Abstract

Summary Field-scale representation of highly heterogeneous reservoirs remains a challenge in numerical reservoir simulation. In such reservoirs, detailed geological models are important to properly represent key heterogeneities. However, high computational costs and long simulation run times make these detailed models unfeasible to use in dynamic evaluations. Therefore, the scaling up of geological models is a key step in reservoir-engineering studies to reduce computational time. Scaling up must be carefully performed to maintain integrity; both truncation errors and the smoothing of subgrid heterogeneities can cause significant errors. This work evaluates the latter—the effect of averaging small-scale heterogeneities in the upscaling process—and proposes a new upscaling technique to overcome the associated limitations. The technique is dependent on splitting the porous media into two levels guided by flow- and storage-capacity analysis and the Lorenz coefficient (LC), both calculated with static properties (permeability and porosity) from a fine-scale reference model. This technique allows the adaptation of a fine highly heterogeneous geological model to a coarse-scale simulation model in a dual-porosity/dual-permeability (DP/DP) approach and represents the main reservoir heterogeneities and possible preferential paths.
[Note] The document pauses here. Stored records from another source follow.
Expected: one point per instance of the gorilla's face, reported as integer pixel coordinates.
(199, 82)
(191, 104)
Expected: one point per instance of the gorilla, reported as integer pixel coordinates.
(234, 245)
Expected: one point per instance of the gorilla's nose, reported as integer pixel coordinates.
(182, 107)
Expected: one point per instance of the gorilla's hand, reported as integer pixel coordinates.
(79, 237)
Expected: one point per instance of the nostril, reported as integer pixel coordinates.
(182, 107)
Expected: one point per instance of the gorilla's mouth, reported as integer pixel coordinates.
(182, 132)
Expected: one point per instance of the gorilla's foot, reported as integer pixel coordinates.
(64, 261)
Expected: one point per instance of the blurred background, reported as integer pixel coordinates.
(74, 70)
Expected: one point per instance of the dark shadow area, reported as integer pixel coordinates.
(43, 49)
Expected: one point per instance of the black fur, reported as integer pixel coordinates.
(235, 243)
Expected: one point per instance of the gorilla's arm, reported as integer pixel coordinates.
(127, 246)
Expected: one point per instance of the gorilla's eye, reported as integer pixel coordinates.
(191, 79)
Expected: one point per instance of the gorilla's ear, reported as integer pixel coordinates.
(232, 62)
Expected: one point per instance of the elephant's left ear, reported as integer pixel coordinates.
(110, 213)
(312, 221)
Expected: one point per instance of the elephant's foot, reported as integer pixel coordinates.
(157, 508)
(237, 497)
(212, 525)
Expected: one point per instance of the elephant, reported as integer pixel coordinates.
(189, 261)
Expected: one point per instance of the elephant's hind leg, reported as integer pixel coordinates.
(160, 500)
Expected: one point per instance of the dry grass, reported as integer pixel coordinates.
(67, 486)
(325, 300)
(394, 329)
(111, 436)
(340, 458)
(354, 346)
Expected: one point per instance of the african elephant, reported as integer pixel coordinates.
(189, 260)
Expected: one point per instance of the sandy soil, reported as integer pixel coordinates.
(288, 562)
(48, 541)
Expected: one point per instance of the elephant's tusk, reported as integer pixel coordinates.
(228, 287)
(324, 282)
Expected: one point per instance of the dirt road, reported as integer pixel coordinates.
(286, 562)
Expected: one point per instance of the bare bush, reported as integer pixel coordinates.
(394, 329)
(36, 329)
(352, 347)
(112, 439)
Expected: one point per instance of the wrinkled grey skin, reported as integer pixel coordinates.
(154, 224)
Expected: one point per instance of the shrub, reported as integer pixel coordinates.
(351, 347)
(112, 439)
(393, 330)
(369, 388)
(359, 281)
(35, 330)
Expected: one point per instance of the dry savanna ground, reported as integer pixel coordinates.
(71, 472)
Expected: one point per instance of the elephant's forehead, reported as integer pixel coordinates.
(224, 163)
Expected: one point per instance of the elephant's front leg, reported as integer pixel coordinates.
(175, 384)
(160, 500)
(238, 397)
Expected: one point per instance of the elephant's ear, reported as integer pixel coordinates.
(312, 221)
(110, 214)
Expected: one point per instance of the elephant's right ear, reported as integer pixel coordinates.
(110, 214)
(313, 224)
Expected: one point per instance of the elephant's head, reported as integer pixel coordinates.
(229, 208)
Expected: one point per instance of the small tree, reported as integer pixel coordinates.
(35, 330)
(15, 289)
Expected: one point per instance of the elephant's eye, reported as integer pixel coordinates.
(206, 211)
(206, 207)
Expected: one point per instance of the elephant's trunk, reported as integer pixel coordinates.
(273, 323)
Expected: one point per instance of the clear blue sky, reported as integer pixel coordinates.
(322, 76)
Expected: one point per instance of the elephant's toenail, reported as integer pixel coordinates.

The new upscaling technique is applied to different reservoir-simulation models with water injection and immiscible gas injection as recovery methods. In deterministic and probabilistic studies, we show that the resulting coarse-scale dual-permeability models are more accurate and can better reproduce the fine-scale results in different upscaling ratios (URs), without using any simulation results of the reference fine-scale simulation models, as some of the current alternative upscaling methods do.